Of significance was the speech by Brother Roger Wareham, who was part of the pan-Africanists who came to observe the July elections.
He chronicled events leading up to election day and the violence that broke out in Harare after Nelson Chamisa stoked his supporters to demonstrate following his loss at the polls.
A human rights lawyer, Brother Wareham, was part of the United Nations Working Group of Experts on People of African Descent that issued a report on the historic and contemporary conditions of black people in the US, recommending the US Government pay reparations for human rights abuses and crimes against humanity in 2016.
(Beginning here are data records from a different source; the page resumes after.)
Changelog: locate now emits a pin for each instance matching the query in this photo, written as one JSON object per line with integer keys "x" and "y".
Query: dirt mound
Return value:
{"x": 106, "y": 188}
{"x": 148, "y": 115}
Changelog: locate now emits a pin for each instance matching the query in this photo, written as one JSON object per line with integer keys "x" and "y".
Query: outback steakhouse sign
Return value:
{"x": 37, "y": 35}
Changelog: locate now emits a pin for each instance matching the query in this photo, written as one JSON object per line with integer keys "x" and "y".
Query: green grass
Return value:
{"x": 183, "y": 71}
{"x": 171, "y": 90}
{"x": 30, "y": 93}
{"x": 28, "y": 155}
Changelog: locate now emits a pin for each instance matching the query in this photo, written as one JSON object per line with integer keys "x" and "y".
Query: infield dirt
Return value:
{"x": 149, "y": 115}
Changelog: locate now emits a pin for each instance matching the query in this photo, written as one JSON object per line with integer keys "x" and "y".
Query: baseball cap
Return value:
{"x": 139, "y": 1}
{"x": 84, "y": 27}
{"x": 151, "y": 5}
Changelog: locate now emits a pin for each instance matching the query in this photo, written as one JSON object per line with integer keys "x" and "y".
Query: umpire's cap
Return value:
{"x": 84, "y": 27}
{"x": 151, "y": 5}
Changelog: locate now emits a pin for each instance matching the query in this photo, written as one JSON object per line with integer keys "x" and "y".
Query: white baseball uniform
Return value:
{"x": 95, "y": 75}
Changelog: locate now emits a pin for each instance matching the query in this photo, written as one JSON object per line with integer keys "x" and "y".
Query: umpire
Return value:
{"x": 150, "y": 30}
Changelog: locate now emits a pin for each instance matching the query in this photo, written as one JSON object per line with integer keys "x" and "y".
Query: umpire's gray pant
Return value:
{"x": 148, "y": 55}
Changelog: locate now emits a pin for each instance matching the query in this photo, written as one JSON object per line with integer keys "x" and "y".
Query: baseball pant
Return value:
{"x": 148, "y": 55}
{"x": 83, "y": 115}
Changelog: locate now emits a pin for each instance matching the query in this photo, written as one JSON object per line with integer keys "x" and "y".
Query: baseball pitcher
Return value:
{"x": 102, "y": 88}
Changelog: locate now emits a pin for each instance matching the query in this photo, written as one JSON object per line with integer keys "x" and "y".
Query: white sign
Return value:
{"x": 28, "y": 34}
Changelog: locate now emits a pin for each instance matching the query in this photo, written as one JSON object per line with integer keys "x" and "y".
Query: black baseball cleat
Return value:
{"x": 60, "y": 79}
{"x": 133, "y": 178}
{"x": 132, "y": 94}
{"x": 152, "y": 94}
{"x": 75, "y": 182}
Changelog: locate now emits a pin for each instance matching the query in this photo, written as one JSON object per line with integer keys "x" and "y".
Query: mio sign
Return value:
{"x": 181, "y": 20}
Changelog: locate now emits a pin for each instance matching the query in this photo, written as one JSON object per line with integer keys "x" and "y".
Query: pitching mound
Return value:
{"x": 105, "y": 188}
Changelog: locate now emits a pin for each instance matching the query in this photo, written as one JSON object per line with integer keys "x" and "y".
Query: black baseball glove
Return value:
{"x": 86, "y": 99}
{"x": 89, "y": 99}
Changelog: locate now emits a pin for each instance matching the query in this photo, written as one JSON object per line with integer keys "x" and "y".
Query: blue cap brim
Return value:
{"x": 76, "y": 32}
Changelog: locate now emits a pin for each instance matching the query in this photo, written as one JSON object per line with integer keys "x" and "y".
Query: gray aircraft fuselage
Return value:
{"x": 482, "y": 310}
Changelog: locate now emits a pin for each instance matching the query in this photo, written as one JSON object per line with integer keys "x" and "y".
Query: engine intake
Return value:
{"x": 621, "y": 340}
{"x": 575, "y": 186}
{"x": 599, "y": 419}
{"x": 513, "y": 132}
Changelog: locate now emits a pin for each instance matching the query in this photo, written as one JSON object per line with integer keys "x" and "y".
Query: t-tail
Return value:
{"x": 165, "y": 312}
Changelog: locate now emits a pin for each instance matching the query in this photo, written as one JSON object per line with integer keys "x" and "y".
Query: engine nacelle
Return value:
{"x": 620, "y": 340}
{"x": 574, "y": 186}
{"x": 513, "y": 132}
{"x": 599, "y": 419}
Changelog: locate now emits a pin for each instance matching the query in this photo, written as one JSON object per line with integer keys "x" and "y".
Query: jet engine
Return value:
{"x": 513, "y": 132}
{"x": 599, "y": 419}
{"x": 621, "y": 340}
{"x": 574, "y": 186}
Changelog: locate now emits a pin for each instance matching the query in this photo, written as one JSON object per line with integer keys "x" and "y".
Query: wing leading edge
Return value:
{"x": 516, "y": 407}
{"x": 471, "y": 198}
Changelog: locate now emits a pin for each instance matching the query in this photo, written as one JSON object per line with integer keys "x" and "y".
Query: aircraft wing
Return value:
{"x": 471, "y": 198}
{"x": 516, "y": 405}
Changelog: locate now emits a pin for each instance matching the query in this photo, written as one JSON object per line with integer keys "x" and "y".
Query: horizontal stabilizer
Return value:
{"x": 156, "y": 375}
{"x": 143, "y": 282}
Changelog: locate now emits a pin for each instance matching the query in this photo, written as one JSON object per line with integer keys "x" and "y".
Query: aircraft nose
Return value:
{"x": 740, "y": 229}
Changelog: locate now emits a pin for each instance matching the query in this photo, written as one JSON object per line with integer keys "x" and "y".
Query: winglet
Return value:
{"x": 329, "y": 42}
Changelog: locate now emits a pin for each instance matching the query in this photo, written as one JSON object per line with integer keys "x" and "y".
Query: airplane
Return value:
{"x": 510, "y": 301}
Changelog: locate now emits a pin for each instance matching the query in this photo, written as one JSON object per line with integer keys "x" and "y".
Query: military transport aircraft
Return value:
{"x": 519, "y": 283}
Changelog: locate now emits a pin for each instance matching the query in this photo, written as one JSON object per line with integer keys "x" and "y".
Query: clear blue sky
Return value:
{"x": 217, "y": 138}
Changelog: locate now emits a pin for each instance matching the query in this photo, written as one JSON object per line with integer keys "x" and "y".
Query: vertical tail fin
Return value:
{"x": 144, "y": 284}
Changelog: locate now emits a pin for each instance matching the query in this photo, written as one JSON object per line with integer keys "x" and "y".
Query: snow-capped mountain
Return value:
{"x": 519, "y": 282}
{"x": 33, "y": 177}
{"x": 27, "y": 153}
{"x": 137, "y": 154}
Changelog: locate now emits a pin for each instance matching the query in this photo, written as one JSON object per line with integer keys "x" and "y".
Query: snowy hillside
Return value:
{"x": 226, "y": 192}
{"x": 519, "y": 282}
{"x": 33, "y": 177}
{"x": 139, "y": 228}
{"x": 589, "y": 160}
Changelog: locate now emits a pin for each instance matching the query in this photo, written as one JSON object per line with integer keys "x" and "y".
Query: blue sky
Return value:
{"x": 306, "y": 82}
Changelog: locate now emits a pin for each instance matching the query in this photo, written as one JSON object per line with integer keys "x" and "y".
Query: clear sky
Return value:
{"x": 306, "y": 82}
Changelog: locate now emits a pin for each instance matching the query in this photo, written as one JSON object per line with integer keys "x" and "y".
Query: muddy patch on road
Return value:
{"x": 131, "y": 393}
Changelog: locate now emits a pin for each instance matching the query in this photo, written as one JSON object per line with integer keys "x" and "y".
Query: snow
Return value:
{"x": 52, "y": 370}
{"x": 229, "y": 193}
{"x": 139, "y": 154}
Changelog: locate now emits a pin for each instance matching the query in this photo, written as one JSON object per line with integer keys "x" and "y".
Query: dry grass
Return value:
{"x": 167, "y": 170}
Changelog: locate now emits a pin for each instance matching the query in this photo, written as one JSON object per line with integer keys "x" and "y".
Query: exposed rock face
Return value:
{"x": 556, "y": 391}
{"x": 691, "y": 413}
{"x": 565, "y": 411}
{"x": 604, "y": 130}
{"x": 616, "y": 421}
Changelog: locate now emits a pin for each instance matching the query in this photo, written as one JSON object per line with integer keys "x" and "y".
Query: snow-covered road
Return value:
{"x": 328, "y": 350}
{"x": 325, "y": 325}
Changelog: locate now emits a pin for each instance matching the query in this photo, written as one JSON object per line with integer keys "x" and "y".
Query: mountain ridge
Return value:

That same year, the December 12 Movement International Secretariat (with consultative II status at the UN and a Co-operation Agreement with the African Union) sponsored and led a black vote campaign, The Choice, advocating a ‘Write-in Reparations Now’!
The next day, we were in for a treat as we met with President Mnangagwa.
For a man who was on his inaugural trip to the UN, we, as Zimbabweans in the Diaspora, welcomed the initiative as it indicates that it is no longer business as usual when it comes to our Government and leaders.
The deliberations were frank and the exchange was mutually beneficial.
It was good to see Zimbabweans, not people from different tribes, religion and political parties, but just Zimbabweans engaging and contributing to how best they can help shape the new chapter we have entered into as a nation.
The majority of Zimbabweans in the Diaspora have no ill-will towards their country and as the President put it, circumstances might have brought us to faraway lands, but they also opened doors for us to be able to transfer the skills and knowledge back home.
Zimbabwe is now and Zimbabwe means business.